Olga Tokarczuk

Spiel auf vielen Trommeln

Erzählungen
Cover: Spiel auf vielen Trommeln
Matthes und Seitz, Berlin 2006
ISBN 9783882211078
Gebunden, 136 Seiten, 14,80 EUR

Klappentext

Aus dem Polnischen von Esther Kinsky. Mit einem Nachwort von Katharina Döbler. Wie verhalten sich Menschen, wenn Selbstverständlichkeiten in Frage gestellt werden, wenn Gewohnheiten verloren gehen? Den Menschen in den hier versammelten Erzählungen passiert genau das: sie sehen sich völlig neuen Situationen ausgeliefert, die sie zwingen, sich neu definieren und sich Fragen nach den Bedingungen von Existenz und Individualität zu stellen. Einigen gelingt es, sich neu zu definieren, andere drohen abzugleiten und sich zu verlieren. Da ist der Schriftsteller Samborski, der sich plötzlich seinem Alter Ego gegenüber sieht, einem Phantom, das fortan nicht mehr von seiner Seite weicht, das an seinem Schreibtisch sitzt, seinen Papieren Notizen hinzufügt und im Kaffeehaus mit jungen Menschen über seine Literatur diskutiert, während S. selbst mehr und mehr zu verschwinden scheint.Oder die Ich-Erzählerin der Titelgeschichte, die vorübergehend in einer fremden Großstadt lebt. Dort bricht sie aus der Eintönigkeit ihres Alltags aus, schließt sich den Bewohnern einer Wagenburg an und gerät zunehmend in einen Prozess der Selbstentfremdung, der sie wechselnde Identitäten annehmen lässt: Als Girlie in schweren Boots treibt sie sich in Discos rum und liest Artikel über Britney Spears, als Türkin sitzt sie mit der Großfamilie im stickigen Wohnzimmer, als Geschäftsmann steigt sie in Hotels ab und hinterläßt im Waschbecken Spuren von Rasierschaum.

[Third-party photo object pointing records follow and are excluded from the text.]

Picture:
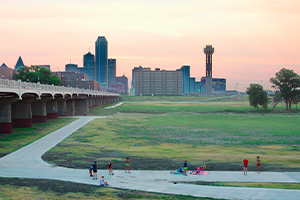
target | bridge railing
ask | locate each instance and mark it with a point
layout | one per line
(5, 83)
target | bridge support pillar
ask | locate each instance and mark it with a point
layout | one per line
(81, 107)
(21, 114)
(39, 111)
(61, 107)
(5, 118)
(51, 107)
(70, 108)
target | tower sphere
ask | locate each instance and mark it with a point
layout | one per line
(209, 49)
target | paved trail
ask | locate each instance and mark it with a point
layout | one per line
(27, 163)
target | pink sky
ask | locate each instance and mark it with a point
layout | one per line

Rezensionsnotiz zu Neue Zürcher Zeitung, 31.05.2006

Die Rezensentin Ilma Rakusa kommt bei ihrer Besprechung der Erzählbands "Spiel auf vielen Trommeln" von Olga Tokarczuk zu einem gemischten Fazit. Einerseits fasziniert ihr das Spiel mit Identitäten, an dem sich die polnische Autorin versucht. Andererseits findet sie, dass ihr Umgang mit der Idee, dass alles in der Welt und auch im Zwischenmenschlichen Ähnlichkeiten aufweist und sich irgendwie miteinander verknüpfen lässt, im Detail dann doch zu unpräzise ist: Auf grundsätzlicher Ebene funktioniere das ja noch ganz gut, im Einzelfall dann aber deutlich schlechter. Trotzdem ist diese Formel nach Meinung der Rezensentin ein Grund für den großen Erfolg Tokarczuks in ihrer Heimat. Dass sie dabei oft den Realismus verlässt und damit auf subtile, elegante Weise gegen kalkulierbare Lebensentwürfe argumentiert, macht die Lektüre in Rakusas Augen trotz aller möglichen Einwände interessant.